Un escalofrío recorre todo mi cuerpo sin poder moverme, su mensaje queda más que claro.
—Tu empleada está en la puerta —le dice el chofer a Aaron —puedo llevarlo o ella
—Gracias, ya puedo solo —escucho la respuesta de este que se acerca usando su bastón.
—Señorita se le cayeron las rosas —dice el chofer señalando estas y luego se aleja, Aaron se queda de pie frente al ramo tocándolo con su bastón.
—¿Rosas? —cuestiona con su ceño fruncido —¿recibe rosas en mi casa? —sigo con un nudo en el estómago mientras él solo alza una ceja.
—Rosas —murmuro aún en shock —rosas negras.
—¿Sucede algo? —él cuestiona preocupado aunque quizás son solo ideas mías —Luna.

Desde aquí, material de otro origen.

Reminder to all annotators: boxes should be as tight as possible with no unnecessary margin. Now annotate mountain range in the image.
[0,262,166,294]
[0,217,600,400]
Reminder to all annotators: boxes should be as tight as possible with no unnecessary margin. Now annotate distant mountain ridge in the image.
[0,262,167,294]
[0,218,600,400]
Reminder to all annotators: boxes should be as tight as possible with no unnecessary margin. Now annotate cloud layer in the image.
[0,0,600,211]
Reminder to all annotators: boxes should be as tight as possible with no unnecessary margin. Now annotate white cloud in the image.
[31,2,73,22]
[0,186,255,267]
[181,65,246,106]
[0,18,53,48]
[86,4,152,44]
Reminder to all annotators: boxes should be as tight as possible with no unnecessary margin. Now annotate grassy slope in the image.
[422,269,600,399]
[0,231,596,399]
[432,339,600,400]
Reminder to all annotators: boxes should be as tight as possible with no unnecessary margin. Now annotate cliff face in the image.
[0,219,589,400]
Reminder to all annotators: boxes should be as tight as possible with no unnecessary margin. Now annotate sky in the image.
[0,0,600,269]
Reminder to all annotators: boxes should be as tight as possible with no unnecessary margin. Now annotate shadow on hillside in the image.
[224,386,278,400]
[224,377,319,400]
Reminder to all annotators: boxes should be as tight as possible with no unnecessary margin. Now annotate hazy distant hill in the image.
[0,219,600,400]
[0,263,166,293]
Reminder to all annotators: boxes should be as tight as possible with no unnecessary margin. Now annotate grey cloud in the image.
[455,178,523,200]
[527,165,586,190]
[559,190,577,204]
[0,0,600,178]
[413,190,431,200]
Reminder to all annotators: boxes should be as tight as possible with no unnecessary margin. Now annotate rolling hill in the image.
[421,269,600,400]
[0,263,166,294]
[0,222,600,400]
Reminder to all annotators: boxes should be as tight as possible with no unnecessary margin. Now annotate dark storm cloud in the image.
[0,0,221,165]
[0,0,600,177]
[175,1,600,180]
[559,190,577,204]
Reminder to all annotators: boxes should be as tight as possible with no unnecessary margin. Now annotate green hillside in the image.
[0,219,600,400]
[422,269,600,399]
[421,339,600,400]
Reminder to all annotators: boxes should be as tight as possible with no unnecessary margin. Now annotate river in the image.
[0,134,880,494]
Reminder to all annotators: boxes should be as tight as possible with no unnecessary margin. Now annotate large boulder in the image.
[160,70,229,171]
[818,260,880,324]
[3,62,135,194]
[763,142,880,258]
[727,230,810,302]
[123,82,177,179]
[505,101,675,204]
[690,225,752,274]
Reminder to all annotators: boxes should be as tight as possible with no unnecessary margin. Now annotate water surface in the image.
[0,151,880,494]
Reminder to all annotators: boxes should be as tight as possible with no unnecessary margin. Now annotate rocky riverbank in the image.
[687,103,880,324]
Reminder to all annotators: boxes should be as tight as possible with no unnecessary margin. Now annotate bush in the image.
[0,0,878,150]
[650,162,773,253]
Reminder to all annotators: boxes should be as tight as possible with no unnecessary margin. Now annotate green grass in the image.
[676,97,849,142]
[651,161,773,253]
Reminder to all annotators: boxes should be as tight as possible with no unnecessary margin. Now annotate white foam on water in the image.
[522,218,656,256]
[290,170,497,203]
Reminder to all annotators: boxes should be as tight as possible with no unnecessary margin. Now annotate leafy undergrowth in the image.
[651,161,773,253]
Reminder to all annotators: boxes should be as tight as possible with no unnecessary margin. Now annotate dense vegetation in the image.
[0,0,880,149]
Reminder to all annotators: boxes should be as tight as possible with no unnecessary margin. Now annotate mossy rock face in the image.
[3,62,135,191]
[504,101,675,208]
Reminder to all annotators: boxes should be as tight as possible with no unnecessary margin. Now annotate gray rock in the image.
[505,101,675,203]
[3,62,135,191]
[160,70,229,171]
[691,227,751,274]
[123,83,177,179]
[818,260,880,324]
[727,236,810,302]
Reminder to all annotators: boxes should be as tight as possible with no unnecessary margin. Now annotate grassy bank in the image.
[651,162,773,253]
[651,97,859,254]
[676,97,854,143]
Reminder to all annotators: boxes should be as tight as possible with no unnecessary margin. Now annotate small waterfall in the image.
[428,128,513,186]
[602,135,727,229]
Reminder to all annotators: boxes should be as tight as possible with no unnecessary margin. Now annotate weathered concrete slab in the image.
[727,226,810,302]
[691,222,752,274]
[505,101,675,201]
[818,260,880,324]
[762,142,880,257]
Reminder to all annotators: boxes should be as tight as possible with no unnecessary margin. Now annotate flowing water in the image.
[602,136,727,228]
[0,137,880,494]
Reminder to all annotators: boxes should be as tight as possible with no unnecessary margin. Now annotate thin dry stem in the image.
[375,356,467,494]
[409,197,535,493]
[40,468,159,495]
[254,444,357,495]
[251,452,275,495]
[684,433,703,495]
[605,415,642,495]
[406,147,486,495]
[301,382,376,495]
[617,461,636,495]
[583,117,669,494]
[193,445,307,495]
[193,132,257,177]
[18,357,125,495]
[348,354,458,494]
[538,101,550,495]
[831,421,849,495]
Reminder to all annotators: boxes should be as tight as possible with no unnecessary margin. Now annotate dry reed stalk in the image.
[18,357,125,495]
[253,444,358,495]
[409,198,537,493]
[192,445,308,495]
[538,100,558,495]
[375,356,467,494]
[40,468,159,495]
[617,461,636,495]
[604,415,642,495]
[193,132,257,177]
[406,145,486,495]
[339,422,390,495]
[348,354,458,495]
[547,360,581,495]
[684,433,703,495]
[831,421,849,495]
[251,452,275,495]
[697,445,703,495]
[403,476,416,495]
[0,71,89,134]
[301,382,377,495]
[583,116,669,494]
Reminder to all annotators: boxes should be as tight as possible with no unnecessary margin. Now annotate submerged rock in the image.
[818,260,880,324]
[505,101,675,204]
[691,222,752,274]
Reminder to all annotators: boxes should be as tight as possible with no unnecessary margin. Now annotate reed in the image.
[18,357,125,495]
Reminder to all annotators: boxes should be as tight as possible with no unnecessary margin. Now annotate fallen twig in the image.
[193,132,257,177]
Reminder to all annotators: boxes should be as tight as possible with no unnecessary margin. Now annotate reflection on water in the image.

—Dijo que su hermano no me molestaría —hablo con rabia mirándole —pero me ha enviado rosas negras con una nota donde dice que debí elegirle y luego un mensaje a mi teléfono —Aaron aprieta con fuerza su bastón —y aunque las rosas son bonitas no creo que sean un detalle, quiere recordarme que me vigila y que no olvida lo que hice —para este punto ya estoy respirando algo agitada y con mi pulso acelerado.